Jaksa Agung Dikukuhkan Jadi Guru Besar Unsoed
Rep: Eko Widiyatno/ Red: Yusuf Assidiq
Jaksa Agung ST Burhanuddin. | Foto: Prayogi/Republika.
REPUBLIKA.CO.ID, PURWOKERTO -- Universitas Jenderal Soedirman (Unsoed) Purwokerto, Jawa Tengah, menggelar acara pengukuhan guru besar bidang ilmu keadilan restoratif pada Jaksa Agung Dr ST Burhanuddin SH MH. Acara pengukuhan berlangsung dalam sidang senat terbuka di Auditorium Graha Widyatama Kampus Unsoed Grendeng Purwokerto, Jumat (10/9).
Rektor Unsoed Prof Suwarto menyebutkan, gelar profesor bidang ilmu Keadilan Restoratif yang dilaksanakan di kampusnya merupakan sebuah kehormatan tersendiri bagi Unsoed. "Pidato pengukuhan berjudul 'Hukum Berdasarkan Hati Nurani : Kebijakan Penegakan Hukum Berdasarkan Keadilan Restoratif' yang disampaikan, pada hakekatnya menghadirkan arti hukum sebagai sebuah instrumen yang memberikan perlindungan, kemanfaatan dan rasa keadilan di masyarakat,'' jelasnya.

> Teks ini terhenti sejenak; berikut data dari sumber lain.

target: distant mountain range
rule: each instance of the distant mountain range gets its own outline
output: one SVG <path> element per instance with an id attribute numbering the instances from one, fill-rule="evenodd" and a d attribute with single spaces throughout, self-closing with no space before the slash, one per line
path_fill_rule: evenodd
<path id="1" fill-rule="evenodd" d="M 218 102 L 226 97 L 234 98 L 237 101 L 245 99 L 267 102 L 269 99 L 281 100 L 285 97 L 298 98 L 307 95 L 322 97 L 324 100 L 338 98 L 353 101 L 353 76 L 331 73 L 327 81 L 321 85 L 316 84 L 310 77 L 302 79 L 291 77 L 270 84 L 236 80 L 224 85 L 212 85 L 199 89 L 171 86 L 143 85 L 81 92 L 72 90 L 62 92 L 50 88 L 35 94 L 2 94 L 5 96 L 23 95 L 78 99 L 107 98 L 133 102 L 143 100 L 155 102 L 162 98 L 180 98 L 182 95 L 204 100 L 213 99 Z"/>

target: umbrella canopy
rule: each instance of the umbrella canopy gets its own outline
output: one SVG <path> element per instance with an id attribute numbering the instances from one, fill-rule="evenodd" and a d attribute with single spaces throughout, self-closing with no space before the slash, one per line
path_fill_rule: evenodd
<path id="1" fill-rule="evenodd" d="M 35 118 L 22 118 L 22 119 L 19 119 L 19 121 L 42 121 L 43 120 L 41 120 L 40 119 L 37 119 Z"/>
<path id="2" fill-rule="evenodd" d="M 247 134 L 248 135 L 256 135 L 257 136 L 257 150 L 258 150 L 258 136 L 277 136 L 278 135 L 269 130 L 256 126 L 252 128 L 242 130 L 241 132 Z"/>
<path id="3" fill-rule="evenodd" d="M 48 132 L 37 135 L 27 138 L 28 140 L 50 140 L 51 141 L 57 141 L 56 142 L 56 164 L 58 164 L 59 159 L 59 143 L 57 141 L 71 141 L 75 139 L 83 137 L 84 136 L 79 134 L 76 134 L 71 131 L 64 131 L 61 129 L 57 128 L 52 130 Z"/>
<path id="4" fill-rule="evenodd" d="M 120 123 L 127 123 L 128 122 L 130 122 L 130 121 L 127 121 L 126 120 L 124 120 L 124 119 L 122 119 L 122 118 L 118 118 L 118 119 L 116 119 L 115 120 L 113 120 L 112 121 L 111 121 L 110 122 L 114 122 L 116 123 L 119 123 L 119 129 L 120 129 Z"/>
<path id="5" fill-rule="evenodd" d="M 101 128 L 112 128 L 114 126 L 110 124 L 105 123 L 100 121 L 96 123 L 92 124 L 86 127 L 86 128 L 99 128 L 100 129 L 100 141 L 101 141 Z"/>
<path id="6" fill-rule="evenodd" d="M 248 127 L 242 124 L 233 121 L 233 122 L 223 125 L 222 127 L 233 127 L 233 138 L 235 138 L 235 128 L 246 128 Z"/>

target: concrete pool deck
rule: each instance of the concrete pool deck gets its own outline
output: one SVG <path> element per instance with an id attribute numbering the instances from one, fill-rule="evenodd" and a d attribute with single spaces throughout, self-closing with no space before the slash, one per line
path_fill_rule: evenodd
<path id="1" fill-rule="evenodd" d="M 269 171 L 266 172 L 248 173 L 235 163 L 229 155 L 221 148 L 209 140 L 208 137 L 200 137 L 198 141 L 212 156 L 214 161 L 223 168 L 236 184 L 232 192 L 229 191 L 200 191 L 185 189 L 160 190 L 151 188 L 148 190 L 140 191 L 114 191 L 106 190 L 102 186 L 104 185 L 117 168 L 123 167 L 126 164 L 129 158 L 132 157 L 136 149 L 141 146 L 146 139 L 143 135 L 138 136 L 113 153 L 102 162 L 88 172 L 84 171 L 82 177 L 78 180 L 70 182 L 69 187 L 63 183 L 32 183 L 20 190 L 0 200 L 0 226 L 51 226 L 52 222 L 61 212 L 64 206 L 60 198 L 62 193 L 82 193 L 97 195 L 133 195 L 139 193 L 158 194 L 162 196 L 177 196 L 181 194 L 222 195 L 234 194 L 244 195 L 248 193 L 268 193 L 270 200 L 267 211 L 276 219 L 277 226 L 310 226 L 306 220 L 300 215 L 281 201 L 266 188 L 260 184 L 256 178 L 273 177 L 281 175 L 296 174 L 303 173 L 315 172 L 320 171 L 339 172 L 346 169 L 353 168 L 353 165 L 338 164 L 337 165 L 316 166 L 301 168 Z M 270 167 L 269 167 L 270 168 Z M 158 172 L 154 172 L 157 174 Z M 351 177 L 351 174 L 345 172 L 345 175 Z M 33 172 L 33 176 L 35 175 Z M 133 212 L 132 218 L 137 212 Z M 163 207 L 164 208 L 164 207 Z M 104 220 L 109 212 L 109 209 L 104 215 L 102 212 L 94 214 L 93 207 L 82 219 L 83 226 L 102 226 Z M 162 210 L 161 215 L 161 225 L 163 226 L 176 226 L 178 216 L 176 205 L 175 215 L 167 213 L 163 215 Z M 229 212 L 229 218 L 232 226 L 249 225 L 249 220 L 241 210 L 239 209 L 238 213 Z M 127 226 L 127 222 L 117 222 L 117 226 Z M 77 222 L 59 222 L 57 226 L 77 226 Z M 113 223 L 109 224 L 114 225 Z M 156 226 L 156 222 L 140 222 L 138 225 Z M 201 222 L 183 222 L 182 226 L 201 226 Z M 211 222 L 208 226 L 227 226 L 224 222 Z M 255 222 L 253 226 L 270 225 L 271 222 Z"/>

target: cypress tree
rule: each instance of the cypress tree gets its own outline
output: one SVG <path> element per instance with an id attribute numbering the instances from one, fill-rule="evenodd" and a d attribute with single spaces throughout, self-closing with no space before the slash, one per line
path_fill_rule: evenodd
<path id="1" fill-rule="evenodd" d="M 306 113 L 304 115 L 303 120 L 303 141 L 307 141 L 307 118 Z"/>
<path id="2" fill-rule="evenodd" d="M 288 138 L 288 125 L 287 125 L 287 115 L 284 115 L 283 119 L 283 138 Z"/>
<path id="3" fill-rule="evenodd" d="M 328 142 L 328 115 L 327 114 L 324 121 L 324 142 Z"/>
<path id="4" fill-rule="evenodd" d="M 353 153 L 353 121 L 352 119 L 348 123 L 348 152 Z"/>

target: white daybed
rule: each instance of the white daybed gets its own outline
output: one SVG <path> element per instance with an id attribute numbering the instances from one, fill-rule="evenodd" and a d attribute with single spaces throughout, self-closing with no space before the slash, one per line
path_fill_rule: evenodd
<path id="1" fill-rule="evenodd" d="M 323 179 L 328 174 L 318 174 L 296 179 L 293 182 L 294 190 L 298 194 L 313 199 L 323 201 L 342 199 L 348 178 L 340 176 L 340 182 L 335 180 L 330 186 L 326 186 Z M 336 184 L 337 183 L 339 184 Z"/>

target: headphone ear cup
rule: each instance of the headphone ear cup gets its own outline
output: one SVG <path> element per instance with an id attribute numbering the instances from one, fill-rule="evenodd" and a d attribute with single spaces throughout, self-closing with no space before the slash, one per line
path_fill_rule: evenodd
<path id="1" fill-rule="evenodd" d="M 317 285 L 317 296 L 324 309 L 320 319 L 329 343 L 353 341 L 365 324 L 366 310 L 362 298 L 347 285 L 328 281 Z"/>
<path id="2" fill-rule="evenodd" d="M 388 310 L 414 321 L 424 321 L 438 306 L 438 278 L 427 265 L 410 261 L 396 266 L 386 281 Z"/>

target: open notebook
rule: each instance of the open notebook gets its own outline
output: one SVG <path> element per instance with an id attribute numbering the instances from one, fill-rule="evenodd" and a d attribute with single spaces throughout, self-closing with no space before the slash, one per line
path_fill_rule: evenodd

Menurutnya, pemikiran mengenai penegakan hukum yang mengedepankan aspek nurani, sejatinya memiliki nilai kekuatan filosofis yang memantik para civitas akademika untuk selalu menghasilkan ide, gagasan, dan karya dengan senantiasa mempertimbangkan nilai-nilai kemanusiaan.
Dalam pidato pengukuhan yang berjudul 'Hukum Berdasarkan Hati Nurani (Sebuah Kebijakan Penegakan Hukum Berdasarkan Keadilan Restoratif)', Burhanuddin mengakui, hukum saat ini masih mengedepankan aspek kepastian hukum dan legalitas-formal, daripada keadilan hukum yang lebih substansial bagi masyarakat. ''Sebagian besar kalangan juga masih memandang jika hukum bagaikan pisau yang tajam ke bawah, namun tumpul ke atas,'' katanya.
Bahkan dia tidak memungkiri, bila telah terjadi beberapa kali peristiwa penegakan hukum yang seringkali mencederai rasa keadilan masyarakat. Hal ini utamanya terjadi ketika terdapat suatu peristiwa tindak pidana yang pelakunya adalah masyarakat kecil dan perbuatan pidananya dianggap tidaklah pas atau adil untuk dibawa ke pengadilan.
''Banyak kalangan yang akhirnya mempertanyakan di mana letak hati nurani aparat penegak hukum yang tega menghukum masyarakat kecil dan orang tua renta atas kesalahan yang dipandang tidak terlalu berat? Apakah semua perbuatan pidana harus berakhir di penjara? Kegelisahan-kegelisahan inilah yang perlu ditinjau lebih dalam bagaimana suatu tujuan hukum dapat tercapai secara tepat dalam menyeimbangkan hukum yang tersurat dan tersirat,'' kata dia.
Burhanuddin menyebutkan, upaya mencari keadilan memang merupakan tujuan utama dari hukum. Namun hal ini bukan berarti tujuan hukum yang lain, seperti kepastian hukum dan kemanfaatannya, menjadi terpinggirkan. ''Ketika keadilan hukum, kemanfaatan hukum, dan kepastian hukum saling menegasikan, maka hati nurani menjadi jembatan untuk mencapai titik neraca keseimbangan,'' jelasnya.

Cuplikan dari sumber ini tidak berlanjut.